11 Intraoral inspection

Dentition of a 35-year-old patient exhibiting severe damage from caries and periodontal disease. There is diffuse radiating pain in the right half of the face.


12 Diagnosis of caries

Transillumination by placing a cold light probe (by EC Lercher) interproximally reveals caries extending into the dentin of the second premolar as evidenced by the increased opacity of the carious tootl structure.

Right: The same region as in the left photograph under regular lighting. The proximal caries on the mesial of the second premolar cannot be seen without the help of a diagnostic aid. Contributed by K. Pieper


13 Fractured Filling and fractured dentin

A functionally inadequate filling with poor marginal integrity is the cause of dentinal pain.

Right: The dentinal fracture on this first premolar was detected only after the occlusal base under the filling was removed. The patient had been experiencing paroxysmal pain in this area upon occlusal loading.

With mucosal lesions of unknown origin or ulcerations that fail to heal after the presumed cause is removed, a malignant tumor should be suspected. Mistaking an oral carcinoma for a pressure sore from a denture is tragic and inexcusable ! In case of doubt, a specialist should be consulted. A prolonged course of functional therapy for the masticatory system should be complemented by a repeated dental examination of the mucosa and dentition for the early detection of any new pathology.
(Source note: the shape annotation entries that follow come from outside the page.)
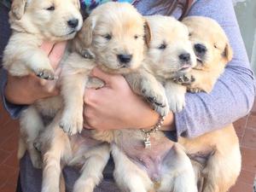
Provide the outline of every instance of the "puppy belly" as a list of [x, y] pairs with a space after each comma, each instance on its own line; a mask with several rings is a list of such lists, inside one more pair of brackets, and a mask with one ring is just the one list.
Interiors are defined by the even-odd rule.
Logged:
[[83, 130], [81, 134], [69, 137], [69, 139], [73, 151], [73, 158], [69, 160], [68, 165], [76, 166], [83, 166], [86, 159], [90, 156], [90, 151], [105, 143], [93, 139], [90, 131], [87, 130]]
[[127, 157], [148, 172], [150, 179], [154, 183], [160, 183], [165, 171], [164, 160], [166, 155], [172, 150], [173, 143], [165, 137], [151, 137], [151, 148], [145, 148], [143, 137], [120, 139], [118, 147], [124, 151]]

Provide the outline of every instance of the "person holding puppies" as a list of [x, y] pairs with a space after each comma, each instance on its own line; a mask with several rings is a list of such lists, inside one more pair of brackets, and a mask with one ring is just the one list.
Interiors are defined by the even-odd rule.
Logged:
[[[230, 124], [249, 112], [255, 96], [254, 78], [239, 33], [231, 0], [194, 1], [193, 4], [192, 1], [170, 3], [164, 0], [141, 0], [134, 1], [133, 3], [143, 15], [174, 15], [178, 18], [189, 9], [189, 15], [215, 19], [224, 27], [233, 48], [234, 59], [228, 64], [212, 91], [210, 94], [188, 93], [186, 108], [180, 113], [169, 113], [162, 128], [163, 131], [168, 131], [167, 135], [172, 131], [177, 136], [197, 137]], [[180, 9], [177, 5], [184, 6]], [[1, 31], [5, 32], [0, 34], [2, 53], [9, 35], [7, 26], [8, 8], [1, 4], [0, 13], [3, 18], [0, 21]], [[45, 43], [42, 49], [49, 53], [52, 64], [57, 66], [64, 51], [65, 43], [56, 45]], [[17, 79], [8, 76], [4, 71], [2, 73], [3, 101], [13, 118], [17, 117], [26, 105], [59, 93], [55, 81], [41, 80], [33, 75]], [[97, 68], [94, 69], [91, 75], [102, 79], [106, 86], [86, 91], [84, 127], [102, 130], [129, 127], [141, 129], [155, 125], [158, 114], [131, 90], [122, 76], [109, 75]], [[67, 189], [72, 188], [77, 174], [73, 170], [65, 170], [64, 175], [68, 175]], [[118, 191], [112, 183], [111, 171], [107, 172], [105, 177], [107, 178], [96, 191]], [[22, 191], [38, 191], [40, 172], [32, 168], [27, 156], [21, 160], [20, 179]]]

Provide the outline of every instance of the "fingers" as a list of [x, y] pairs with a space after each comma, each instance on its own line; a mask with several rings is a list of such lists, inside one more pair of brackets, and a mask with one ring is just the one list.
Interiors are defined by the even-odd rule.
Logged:
[[41, 45], [41, 49], [49, 55], [51, 49], [53, 49], [54, 43], [51, 42], [44, 42]]
[[56, 69], [66, 49], [67, 42], [61, 42], [53, 47], [49, 55], [49, 59], [54, 69]]

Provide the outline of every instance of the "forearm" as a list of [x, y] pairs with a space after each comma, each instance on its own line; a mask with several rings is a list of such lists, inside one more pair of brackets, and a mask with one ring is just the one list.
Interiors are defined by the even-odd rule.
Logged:
[[234, 52], [233, 60], [213, 90], [210, 94], [188, 93], [185, 108], [175, 114], [177, 134], [196, 137], [245, 116], [253, 104], [255, 84], [232, 2], [198, 1], [190, 15], [215, 19], [224, 27]]

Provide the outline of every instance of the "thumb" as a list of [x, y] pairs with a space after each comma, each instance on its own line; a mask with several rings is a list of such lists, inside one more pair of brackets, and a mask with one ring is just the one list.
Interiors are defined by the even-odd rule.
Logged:
[[54, 69], [56, 69], [61, 57], [64, 54], [65, 49], [66, 49], [67, 42], [61, 42], [53, 47], [51, 52], [49, 55], [49, 61], [53, 67]]

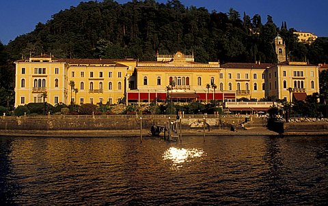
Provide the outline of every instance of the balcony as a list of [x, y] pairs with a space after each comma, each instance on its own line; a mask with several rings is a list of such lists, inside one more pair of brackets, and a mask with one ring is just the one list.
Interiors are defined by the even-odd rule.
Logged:
[[305, 88], [294, 88], [294, 92], [305, 92]]
[[249, 90], [236, 90], [236, 94], [242, 95], [249, 95], [250, 91]]
[[46, 87], [33, 87], [33, 92], [44, 92], [46, 91]]
[[102, 93], [102, 89], [89, 89], [89, 93]]

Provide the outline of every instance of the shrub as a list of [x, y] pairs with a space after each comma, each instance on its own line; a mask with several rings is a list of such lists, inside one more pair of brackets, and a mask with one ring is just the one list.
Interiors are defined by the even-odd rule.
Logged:
[[92, 115], [92, 113], [96, 112], [97, 106], [93, 104], [82, 104], [79, 108], [79, 114], [80, 115]]
[[3, 113], [5, 113], [6, 115], [8, 115], [9, 111], [7, 108], [0, 106], [0, 116], [3, 115]]
[[63, 103], [59, 103], [55, 105], [53, 111], [54, 113], [59, 113], [62, 112], [62, 109], [64, 108], [67, 108], [67, 105]]
[[18, 106], [14, 111], [14, 114], [15, 115], [15, 116], [18, 117], [24, 115], [25, 113], [26, 113], [27, 114], [29, 114], [29, 108], [26, 106]]

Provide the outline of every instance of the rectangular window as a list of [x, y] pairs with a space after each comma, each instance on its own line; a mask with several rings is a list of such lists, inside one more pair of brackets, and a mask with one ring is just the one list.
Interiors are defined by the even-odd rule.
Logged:
[[20, 104], [25, 104], [25, 97], [20, 97]]
[[55, 104], [58, 104], [58, 97], [55, 97]]

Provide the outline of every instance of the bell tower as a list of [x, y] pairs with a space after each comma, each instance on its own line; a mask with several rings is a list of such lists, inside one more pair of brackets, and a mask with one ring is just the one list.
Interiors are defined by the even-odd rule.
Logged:
[[286, 61], [286, 46], [284, 40], [278, 35], [275, 38], [275, 53], [278, 63]]

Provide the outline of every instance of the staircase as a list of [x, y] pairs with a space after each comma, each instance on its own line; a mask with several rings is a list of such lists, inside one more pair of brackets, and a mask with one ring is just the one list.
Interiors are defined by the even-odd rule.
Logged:
[[244, 126], [246, 129], [251, 128], [266, 127], [266, 119], [254, 118], [252, 121], [245, 123]]

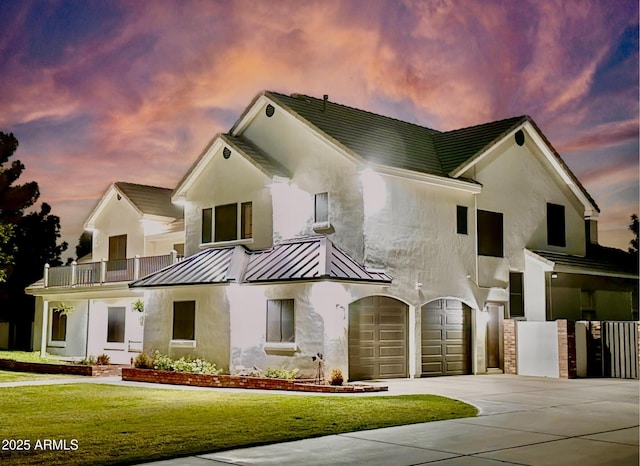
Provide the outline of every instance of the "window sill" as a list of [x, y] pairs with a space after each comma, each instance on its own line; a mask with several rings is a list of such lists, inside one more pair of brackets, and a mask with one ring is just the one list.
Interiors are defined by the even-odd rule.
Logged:
[[169, 347], [170, 348], [195, 348], [196, 341], [195, 340], [170, 340]]
[[265, 343], [264, 352], [267, 354], [278, 354], [292, 356], [298, 351], [298, 345], [295, 343]]
[[200, 243], [200, 249], [219, 248], [224, 246], [240, 246], [242, 244], [253, 244], [253, 238], [234, 239], [232, 241], [215, 241], [213, 243]]

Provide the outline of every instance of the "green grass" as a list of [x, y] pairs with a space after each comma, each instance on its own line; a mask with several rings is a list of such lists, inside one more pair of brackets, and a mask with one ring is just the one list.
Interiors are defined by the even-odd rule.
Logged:
[[[417, 422], [475, 416], [435, 395], [301, 396], [70, 384], [0, 389], [0, 464], [114, 464]], [[77, 440], [77, 451], [34, 450]]]
[[46, 357], [40, 357], [40, 351], [0, 351], [0, 359], [11, 359], [20, 362], [45, 362], [48, 364], [68, 364], [56, 356], [47, 354]]
[[43, 380], [43, 379], [63, 379], [66, 377], [82, 377], [82, 376], [69, 375], [69, 374], [36, 374], [33, 372], [14, 372], [14, 371], [0, 370], [0, 383], [25, 382], [29, 380]]

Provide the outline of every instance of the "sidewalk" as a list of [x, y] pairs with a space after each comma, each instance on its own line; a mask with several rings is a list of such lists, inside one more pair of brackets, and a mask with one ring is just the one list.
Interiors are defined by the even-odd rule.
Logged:
[[[638, 381], [509, 375], [384, 381], [388, 394], [434, 393], [477, 418], [389, 427], [160, 461], [216, 465], [638, 465]], [[377, 395], [376, 395], [377, 396]]]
Normally, during the initial patient evaluation the intraoral examination is supplemented by a radiographic survey (orthopantogram, periapical films).

Caveat: The dentist has an absolute duty to organize and preserve the results of the examination.


14 Periodontal findings

Acute necrotizing gingivitis (periodontitis) in a patient with full-blown AIDS.

Left: Pronounced localized gingival recession with severe hypersensitivity at the neck of the tooth.


15 Traumatic mucosal defects

Left: The same region as shown in the center photograph. The mucosal defect caused a neuralgia-like pain radiating to the right eye.

Center: The mucosal lesion was caused by occlusion of the opposing tooth against the alveolar ridge.

Right: Iatrogenic ulcer in the midline at the transition from hard to soft palate as the result of a posteriorly overextended denture border.


16 Radiographic findings

This panoramic radiograph shows extensive atrophy of the edentulous mandible with exposure of the left mental foramen (circled). Mechanical irritation of the mental nerve by the lower denture caused pain encompassing the left temporomandibular joint region.

Overview of Dental Examination Techniques

Before beginning the specific functional diagnostic procedure for a patient with pain in the jaws and face or with limited mandibular mobility, all possible intraoral causes for the reported symptoms should be investigated. The goal of conventional dental evaluation is to rule out periodontal and dental structures, as well as intraoral hard and soft tissues, as the source of the pain. The process is similar in principle to manual functional analysis, in that it should be possible to repeatedly initiate or intensify the symptom through probing and/or judicious loading of the tissues. Patient history, extraoral and intraoral inspection (e.g. for trauma, redness, swelling) and radiographic interpretation (e.g. inflammatory processes) complete the primary dental examination. If there is no significant pathology present that could explain the patient’s problem, or if the patient’s pain cannot be elicited during the primary dental examination, initial dental treatment procedures are not indicated. Blind action is to be avoided.


17 Overview of dental examination techniques

For patients with acute or chronic jaw and facial pain, a primary dental diagnosis is always performed before the joint-specific examination techniques are carried out.